First Financial Bankshares reports Q2 results after the close today with the same core tension that defined yesterday's preview still intact: short sellers have rebuilt positions while options traders remain unusually bullish.
The divergence bears repeating because it sharpened overnight. Short interest holds at 6.1% of the free float — roughly 8.6 million shares — after an 8% weekly climb that was concentrated in a single session on July 9. That puts positioning back near the top of its recent range. Yet the put/call ratio moved even lower on July 15 to 0.23, nearly two standard deviations below its 20-day average of 0.27. Options traders are not hedging; they are leaning into upside. Borrow conditions remain no constraint on either side — availability runs at approximately 1,469%, with more than fourteen shares available to lend for every one already borrowed, and cost to borrow at 0.45% is cheap despite ticking up 15% on the week.
The analyst backdrop is modestly constructive but far from enthusiastic. Cantor Fitzgerald raised its price target to $35 yesterday, maintaining a Neutral rating — a nudge rather than a conviction call. Benchmark initiated with a Buy and a $39 target in late June. Keefe Bruyette has kept a Market Perform for over a year, most recently at $34. The mean target of $36.40 sits only 3% above the current price of $35.22, leaving limited implied upside even under the bull case. Bulls are focused on the Q2 beat narrative flagged in recent ORTEX notes — net interest margin expansion and deposit stability in a stabilising rate environment. Bears point to a factor profile that ranks in just the 7th percentile on short score rank and the 20th on days-to-cover rank, alongside a PE of 16.3x that offers little cushion if guidance disappoints.

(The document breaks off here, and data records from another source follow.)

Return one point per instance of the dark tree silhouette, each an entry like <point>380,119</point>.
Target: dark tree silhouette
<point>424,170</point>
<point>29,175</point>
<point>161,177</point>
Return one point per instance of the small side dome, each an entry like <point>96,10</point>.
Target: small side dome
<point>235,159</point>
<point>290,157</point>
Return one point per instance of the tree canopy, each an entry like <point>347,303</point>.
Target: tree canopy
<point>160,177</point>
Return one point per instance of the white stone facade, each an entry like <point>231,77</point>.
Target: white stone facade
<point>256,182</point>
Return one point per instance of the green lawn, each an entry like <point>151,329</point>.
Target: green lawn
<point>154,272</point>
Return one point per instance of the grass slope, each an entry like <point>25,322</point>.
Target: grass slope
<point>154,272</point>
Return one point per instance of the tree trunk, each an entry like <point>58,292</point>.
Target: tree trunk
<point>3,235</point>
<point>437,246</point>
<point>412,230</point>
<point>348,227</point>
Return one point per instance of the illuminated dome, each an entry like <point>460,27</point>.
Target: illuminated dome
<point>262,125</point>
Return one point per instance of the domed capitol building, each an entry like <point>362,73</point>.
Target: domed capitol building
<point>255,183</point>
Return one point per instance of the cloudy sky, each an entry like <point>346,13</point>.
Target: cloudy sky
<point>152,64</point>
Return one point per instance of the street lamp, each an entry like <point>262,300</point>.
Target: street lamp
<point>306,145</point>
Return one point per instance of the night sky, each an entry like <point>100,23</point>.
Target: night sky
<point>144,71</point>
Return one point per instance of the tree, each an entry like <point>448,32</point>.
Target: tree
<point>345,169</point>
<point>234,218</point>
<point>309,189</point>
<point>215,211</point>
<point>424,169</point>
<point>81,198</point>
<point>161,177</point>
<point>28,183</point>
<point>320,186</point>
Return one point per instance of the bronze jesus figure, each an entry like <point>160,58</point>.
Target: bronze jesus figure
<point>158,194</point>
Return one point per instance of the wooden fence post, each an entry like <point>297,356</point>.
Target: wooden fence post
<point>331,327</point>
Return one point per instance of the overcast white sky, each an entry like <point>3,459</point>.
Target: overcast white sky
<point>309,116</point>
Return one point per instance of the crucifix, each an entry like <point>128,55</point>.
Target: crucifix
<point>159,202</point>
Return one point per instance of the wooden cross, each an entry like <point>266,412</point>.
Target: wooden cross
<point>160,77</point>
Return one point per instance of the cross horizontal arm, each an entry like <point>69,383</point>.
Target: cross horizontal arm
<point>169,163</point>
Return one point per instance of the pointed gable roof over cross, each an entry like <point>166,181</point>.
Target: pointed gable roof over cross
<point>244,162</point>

Past prints give some context on the reaction range. The April 16 release produced a 4.3% one-day gain and held most of that move over five days. The January print delivered a 2.1% gain on the day and extended to 9.5% over the following week. The April 28 update — a separate event — saw a modest 1.8% pullback. The pattern tilts positive but is not uniform. Peers are broadly in line directionally, with UBSI, AUB, and SFNC each up 3–4.5% on the week, suggesting the sector bid is real rather than stock-specific.
The print will test whether the Q2 NIM and deposit story is strong enough to justify both the recent 4.7% monthly price gain and the call-heavy options skew — or whether the short rebuild proves the more prescient read.